Così la Galleria ai Molini e suoi dintorni, la sede stessa del Porto dei Benandanti, lo Studio Arkema e la Lanterna musicocktailsnackbarla forniranno ai tanti ospiti e visitatori attesi assaggi di potenzialità espressive che compaiono in attimi e fuggono solo nella memoria visiva. Diciotto anni di sofferenze e di piaceri. Non sono tempi da dedicare a riflessioni ricorrenziali quelli attuali, diciotto anni non sono certamente la maggiore età per una manifestazione folkloristica e pop come le "Orchestrazioni" di Portogruaro. "Siamo sempre stati piccoli e arroganti, come si addice a degli adolescenti scavezzacollo e sbruffoni - affermano dal Porto dei Benandanti -, responsabili solo della nostra arte d’azione generosa. Sofferenze e piaceri, sempre, ad ogni calcio nel di dietro e ad ogni stretta di mano, con la giusta tensione positiva, sempre, e una lacrima strizzata appena, quale sia l’emozione provata o provocata".
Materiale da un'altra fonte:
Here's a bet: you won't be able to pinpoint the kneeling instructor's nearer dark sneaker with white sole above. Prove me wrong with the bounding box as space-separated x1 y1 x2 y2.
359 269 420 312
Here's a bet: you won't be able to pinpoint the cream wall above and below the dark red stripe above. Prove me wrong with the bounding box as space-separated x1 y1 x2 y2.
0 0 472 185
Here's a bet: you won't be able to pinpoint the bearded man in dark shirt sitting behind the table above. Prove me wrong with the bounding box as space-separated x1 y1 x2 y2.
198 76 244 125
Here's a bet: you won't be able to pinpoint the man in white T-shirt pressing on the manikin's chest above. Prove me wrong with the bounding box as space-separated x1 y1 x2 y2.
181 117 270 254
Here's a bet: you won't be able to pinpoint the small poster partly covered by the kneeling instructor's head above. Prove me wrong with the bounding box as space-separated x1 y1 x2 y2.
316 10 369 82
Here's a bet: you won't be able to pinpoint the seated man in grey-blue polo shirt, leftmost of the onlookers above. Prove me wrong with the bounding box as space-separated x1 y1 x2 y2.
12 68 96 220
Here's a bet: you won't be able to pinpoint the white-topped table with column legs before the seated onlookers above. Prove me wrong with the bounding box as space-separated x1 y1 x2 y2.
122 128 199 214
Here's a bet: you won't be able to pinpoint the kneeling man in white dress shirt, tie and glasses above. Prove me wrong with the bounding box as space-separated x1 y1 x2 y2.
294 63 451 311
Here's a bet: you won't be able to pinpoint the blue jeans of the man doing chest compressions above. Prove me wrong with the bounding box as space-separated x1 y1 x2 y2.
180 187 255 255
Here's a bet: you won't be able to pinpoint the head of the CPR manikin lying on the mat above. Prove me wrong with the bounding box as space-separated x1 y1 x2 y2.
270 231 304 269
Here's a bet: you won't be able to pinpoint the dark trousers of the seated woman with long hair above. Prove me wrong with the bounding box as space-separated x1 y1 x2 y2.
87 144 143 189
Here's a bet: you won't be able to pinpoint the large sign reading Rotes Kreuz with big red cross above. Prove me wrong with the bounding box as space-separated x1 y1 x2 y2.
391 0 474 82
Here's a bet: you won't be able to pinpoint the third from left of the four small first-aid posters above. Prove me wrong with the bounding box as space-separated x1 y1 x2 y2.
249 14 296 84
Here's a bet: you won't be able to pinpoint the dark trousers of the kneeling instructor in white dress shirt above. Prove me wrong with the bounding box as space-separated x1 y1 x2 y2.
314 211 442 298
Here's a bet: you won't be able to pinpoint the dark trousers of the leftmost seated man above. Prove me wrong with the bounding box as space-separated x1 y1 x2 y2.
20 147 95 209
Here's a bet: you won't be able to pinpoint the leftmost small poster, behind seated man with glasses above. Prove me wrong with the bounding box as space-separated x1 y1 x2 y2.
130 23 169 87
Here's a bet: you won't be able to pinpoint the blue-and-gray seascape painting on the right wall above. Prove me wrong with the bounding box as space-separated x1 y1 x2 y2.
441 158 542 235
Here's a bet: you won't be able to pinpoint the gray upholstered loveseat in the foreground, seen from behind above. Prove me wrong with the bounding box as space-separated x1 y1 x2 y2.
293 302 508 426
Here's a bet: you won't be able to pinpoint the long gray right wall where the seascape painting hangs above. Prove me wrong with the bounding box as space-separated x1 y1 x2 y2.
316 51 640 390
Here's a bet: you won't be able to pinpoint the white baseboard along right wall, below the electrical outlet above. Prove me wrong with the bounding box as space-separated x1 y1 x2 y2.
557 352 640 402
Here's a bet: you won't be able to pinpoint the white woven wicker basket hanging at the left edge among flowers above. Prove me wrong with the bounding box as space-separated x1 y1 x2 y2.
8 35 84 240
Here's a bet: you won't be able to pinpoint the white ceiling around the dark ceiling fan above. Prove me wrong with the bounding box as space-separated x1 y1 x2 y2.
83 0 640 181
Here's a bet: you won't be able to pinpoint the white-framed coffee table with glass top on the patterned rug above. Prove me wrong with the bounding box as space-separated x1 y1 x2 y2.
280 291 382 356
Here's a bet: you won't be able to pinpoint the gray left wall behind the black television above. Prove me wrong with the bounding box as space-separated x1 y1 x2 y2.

Il centro storico di Portogruarò diverrà così un palcoscenico naturale per le “orchestrazioni”, esperienze artistiche coordinate concentrate in brevi ambiti di tempo e spazio, con svariati e successivi eventi culturali, installazioni, esposizioni e performances. "Ecco, questo lo si dice da anni e funziona ancora così, per un cambio di rotta dovremmo solo immaginare che accada qualcosa di veramente dirompente - proseguono gli organizzatori - e che la società ci vomiti addosso il bene comune oramai dimenticato. A fine ottobre, noi coltiviamo sempre questo piccolo sogno per un mondo migliore da condividere con tutti voi".